Many species of mites are entirely free-living. Dermatophagoides farinae (Gr. dermatos, skin, + phago¯, to eat, + eidos, likeness of form) and related species are denizens of house dust all over the world, sometimes causing allergies and dermatoses. There are some marine mites, but most aquatic species live in freshwater. They have long, hairlike setae on their legs for swimming, and their larvae may be parasitic on aquatic invertebrates. Such abundant organisms must be important ecologically, but many acarines have more direct effects on our food supply and health.
Spider mites (family Tetranychidae) are serious agricultural pests on fruit trees, cotton, clover, and many other plants. They suck the contents of plant cells, producing a mottled appearance on the leaves, and construct a protective web from silk glands opening near the base of the chelicerae. Larvae of genus Trombicula are called chiggers or redbugs. They feed on the dermal tissues of terrestrial vertebrates, including humans, and may cause an irritating dermatitis, but they do not burrow or remain attached to the host. Some species of chiggers transmit a disease called Asiatic scrub typhus. Hair follicle mites, Demodex, are apparently non pathogenic in humans; they infect most of us although we are unaware of them. In some cases they may produce a mild dermatitis. Other species of Demodex and other genera of mites cause mange in domestic animals.
Human itch mites, Sarcoptes scabiei, cause intense itching as they burrow beneath the skin. Infestations of these mites were very common during World War II because of the crowded conditions underwhich people were forced to live.
The inflamed welt and intense itching that follows a chigger bite is not the result of the chigger burrowing into the skin, as is popularly believed. Rather a chigger bites through the skin with its chelicerae and injects a salivary secretion containing powerful enzymes that liquefy skin cells. Human skin responds defensively by forming a hardened tube that the larva uses as a drinking straw and through which it gorges itself with host cells and fluid. Scratching usually removes the chigger but leaves the tube, which is a source of irritation for several days.
In addition to disease conditions that they themselves cause, ticks are among the world’s premier disease vectors, ranking second only to mosquitos. They surpass other arthropods in carrying a great variety of infectious agents including apicomplexans, rickettsial, viral, bacterial, and fungal organisms. Species of Ixodes carry the most common arthropod-borne infection in the United States, Lyme disease (see note). Species of Dermacentor and other ticks transmit Rocky Mountain spotted fever, a poorly named disease because most cases occur in the eastern United States. Dermacentor also transmits tularemia and agents of several other diseases. Texas cattle fever, also called red-water fever, is caused by a protozoan parasite transmitted by cattle ticks, Boophilus annulatus. Many more examples could be cited.

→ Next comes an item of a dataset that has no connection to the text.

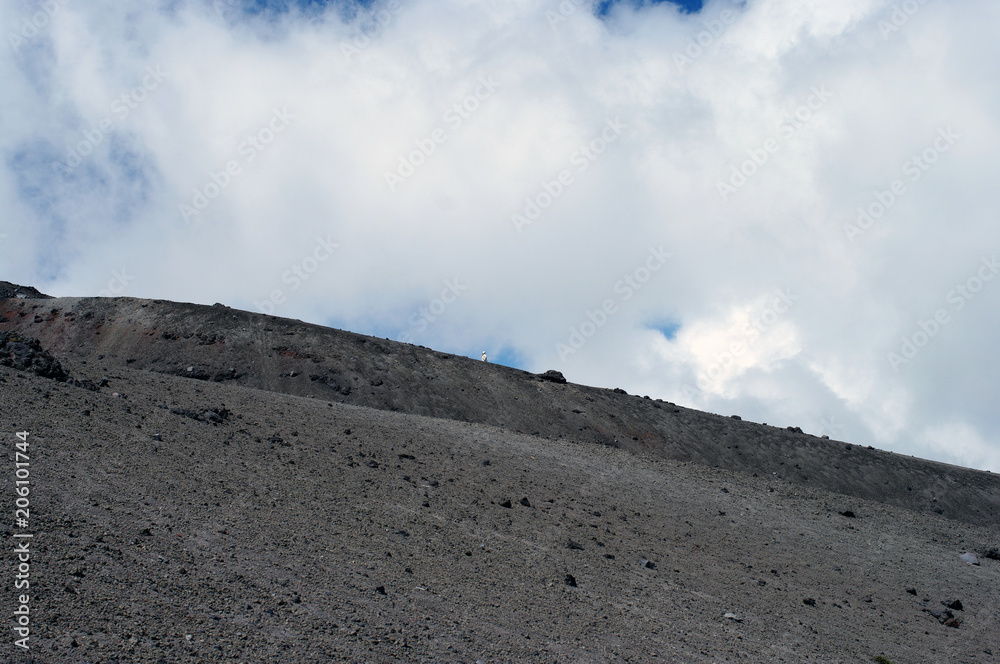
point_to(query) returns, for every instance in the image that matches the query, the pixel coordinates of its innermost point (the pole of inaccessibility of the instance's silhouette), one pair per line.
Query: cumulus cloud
(500, 174)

An epidemic of arthritis occurred in the 1970s in the town of Lyme, Connecticut. Subsequently known as Lyme disease, it is caused by a bacterium and carried by ticks of the genus Ixodes. There are now thousands of cases a year in Europe and North America, and other cases have been reported from Japan, Australia, and South Africa. Many people bitten by infected ticks recover spontaneously or do not get the disease. Others, if not treated at an early stage with appropriate antibiotics, develop a chronic, disabling disease.